By Connor Sheets
Alabama Media Group
ETOWAH COUNTY, Ala. — Nine Alabama sheriffs have sent the state signed affidavits stating that they will use state jail food funds only to feed state inmates.
Gov. Kay Ivey updated the affidavits - which county sheriffs must sign to receive the state inmate-feeding money - last month to include an “oath” that they will not use the funds for any other purpose.
The move was an attempt to put an end to some sheriffs’ longstanding practice of pocketing “excess” state money they receive to feed state inmates in their county jails but do not use for that purpose. The practice has been a major point of controversy in Alabama since AL.com reported in March that Etowah County Sheriff Todd Entrekin had pocketed more than $750,000 worth of inmate-feeding funds over the previous three years and proceeded to purchase a $740,000 beach house in September 2017.
Morgan County Sheriff Ana Franklin ran into trouble in federal court over a dispute that involved, among other things, her using the jail food fund to invest in a crooked car lot.

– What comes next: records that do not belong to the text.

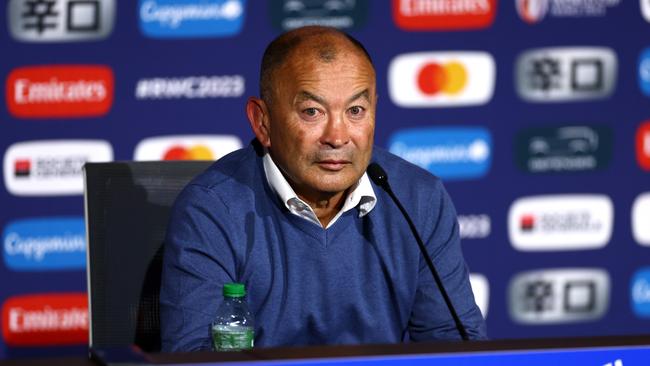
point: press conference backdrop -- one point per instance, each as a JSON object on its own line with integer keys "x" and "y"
{"x": 535, "y": 114}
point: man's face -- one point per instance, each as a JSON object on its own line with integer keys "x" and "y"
{"x": 322, "y": 119}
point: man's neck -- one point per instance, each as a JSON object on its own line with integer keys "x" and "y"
{"x": 325, "y": 206}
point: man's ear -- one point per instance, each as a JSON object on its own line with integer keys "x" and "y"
{"x": 258, "y": 116}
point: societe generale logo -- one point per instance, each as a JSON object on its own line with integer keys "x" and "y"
{"x": 561, "y": 222}
{"x": 51, "y": 167}
{"x": 559, "y": 295}
{"x": 643, "y": 145}
{"x": 186, "y": 147}
{"x": 423, "y": 15}
{"x": 441, "y": 79}
{"x": 641, "y": 218}
{"x": 45, "y": 243}
{"x": 60, "y": 91}
{"x": 45, "y": 319}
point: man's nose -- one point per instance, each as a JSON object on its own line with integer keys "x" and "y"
{"x": 336, "y": 132}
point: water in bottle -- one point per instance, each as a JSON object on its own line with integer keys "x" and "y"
{"x": 233, "y": 328}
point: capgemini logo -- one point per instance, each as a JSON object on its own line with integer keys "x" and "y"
{"x": 448, "y": 152}
{"x": 640, "y": 293}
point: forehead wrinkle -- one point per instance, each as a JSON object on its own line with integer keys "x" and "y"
{"x": 364, "y": 94}
{"x": 304, "y": 95}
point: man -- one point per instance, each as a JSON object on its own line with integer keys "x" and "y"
{"x": 326, "y": 257}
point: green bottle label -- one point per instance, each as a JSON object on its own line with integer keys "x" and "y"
{"x": 232, "y": 340}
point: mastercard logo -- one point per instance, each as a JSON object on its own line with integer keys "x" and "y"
{"x": 441, "y": 79}
{"x": 196, "y": 152}
{"x": 448, "y": 78}
{"x": 186, "y": 147}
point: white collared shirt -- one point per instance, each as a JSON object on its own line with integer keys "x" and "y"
{"x": 362, "y": 195}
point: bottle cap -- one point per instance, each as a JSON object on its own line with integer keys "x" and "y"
{"x": 234, "y": 290}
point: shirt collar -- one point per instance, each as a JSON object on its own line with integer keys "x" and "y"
{"x": 363, "y": 195}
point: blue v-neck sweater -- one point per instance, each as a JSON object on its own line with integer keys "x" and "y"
{"x": 360, "y": 281}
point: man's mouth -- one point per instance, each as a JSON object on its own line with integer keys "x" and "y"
{"x": 333, "y": 164}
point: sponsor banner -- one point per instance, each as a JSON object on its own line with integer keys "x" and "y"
{"x": 640, "y": 292}
{"x": 191, "y": 18}
{"x": 42, "y": 244}
{"x": 423, "y": 15}
{"x": 563, "y": 149}
{"x": 566, "y": 74}
{"x": 559, "y": 295}
{"x": 534, "y": 11}
{"x": 474, "y": 226}
{"x": 51, "y": 167}
{"x": 441, "y": 79}
{"x": 641, "y": 219}
{"x": 561, "y": 222}
{"x": 45, "y": 319}
{"x": 58, "y": 91}
{"x": 448, "y": 152}
{"x": 186, "y": 147}
{"x": 644, "y": 71}
{"x": 643, "y": 145}
{"x": 342, "y": 14}
{"x": 481, "y": 290}
{"x": 190, "y": 87}
{"x": 60, "y": 20}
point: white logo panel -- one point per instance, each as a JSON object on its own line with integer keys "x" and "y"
{"x": 41, "y": 168}
{"x": 481, "y": 290}
{"x": 641, "y": 219}
{"x": 186, "y": 147}
{"x": 561, "y": 222}
{"x": 559, "y": 295}
{"x": 441, "y": 79}
{"x": 566, "y": 73}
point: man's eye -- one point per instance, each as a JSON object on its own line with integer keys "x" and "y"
{"x": 310, "y": 112}
{"x": 356, "y": 110}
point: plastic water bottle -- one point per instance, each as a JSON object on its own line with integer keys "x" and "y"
{"x": 233, "y": 328}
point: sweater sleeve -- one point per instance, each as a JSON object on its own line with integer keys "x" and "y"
{"x": 430, "y": 317}
{"x": 198, "y": 259}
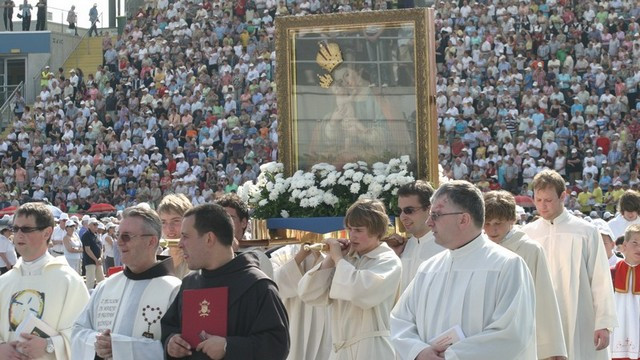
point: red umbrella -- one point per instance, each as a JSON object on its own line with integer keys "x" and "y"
{"x": 103, "y": 207}
{"x": 8, "y": 210}
{"x": 524, "y": 201}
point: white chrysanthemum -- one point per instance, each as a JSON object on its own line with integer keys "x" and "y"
{"x": 329, "y": 199}
{"x": 314, "y": 201}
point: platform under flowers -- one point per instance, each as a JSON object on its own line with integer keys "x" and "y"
{"x": 318, "y": 199}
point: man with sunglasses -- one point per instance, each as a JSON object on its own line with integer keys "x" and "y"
{"x": 40, "y": 284}
{"x": 171, "y": 209}
{"x": 91, "y": 257}
{"x": 122, "y": 320}
{"x": 414, "y": 201}
{"x": 476, "y": 285}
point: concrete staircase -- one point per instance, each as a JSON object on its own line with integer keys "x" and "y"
{"x": 87, "y": 56}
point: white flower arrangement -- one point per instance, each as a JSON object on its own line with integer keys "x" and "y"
{"x": 324, "y": 191}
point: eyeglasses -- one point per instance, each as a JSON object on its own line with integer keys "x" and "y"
{"x": 26, "y": 229}
{"x": 436, "y": 216}
{"x": 127, "y": 237}
{"x": 409, "y": 210}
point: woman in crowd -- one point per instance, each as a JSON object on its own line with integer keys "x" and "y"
{"x": 73, "y": 247}
{"x": 359, "y": 278}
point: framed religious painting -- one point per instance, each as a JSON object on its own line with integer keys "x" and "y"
{"x": 357, "y": 87}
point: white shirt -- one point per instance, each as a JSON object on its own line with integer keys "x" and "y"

Advocates and other observers initially expressed concern about whether sheriffs would try to resist the move. But the office of state Comptroller Kathleen Baxter had already received nine signed affidavits by Friday afternoon. The sheriffs reported the number of state inmates housed in their county jails in August and requested reimbursement by the state at a rate of $1.75 per inmate per day.
So far, the sheriffs of Bullock, Cherokee, Chilton, Clay, Covington, DeKalb, Escambia, Shelby and Sumter counties have complied with Ivey’s new policy.
The sheriffs of Alabama’s 57 other counties have yet to send the state affidavits for the cost of feeding state inmates in August.
That is not unusual, though, according to Baxter, who said that sheriffs can submit the affidavits as often as they like, as long as the state receives them by the end of each fiscal year.
“The sheriffs will request reimbursement whenever they want to,” Baxter told AL.com Friday. “So the sheriffs could wait an entire year to request their reimbursement, or they could do it monthly or they could do it quarterly. They don’t have to do it every month ... If they want the money they’ll have to fill out the forms.”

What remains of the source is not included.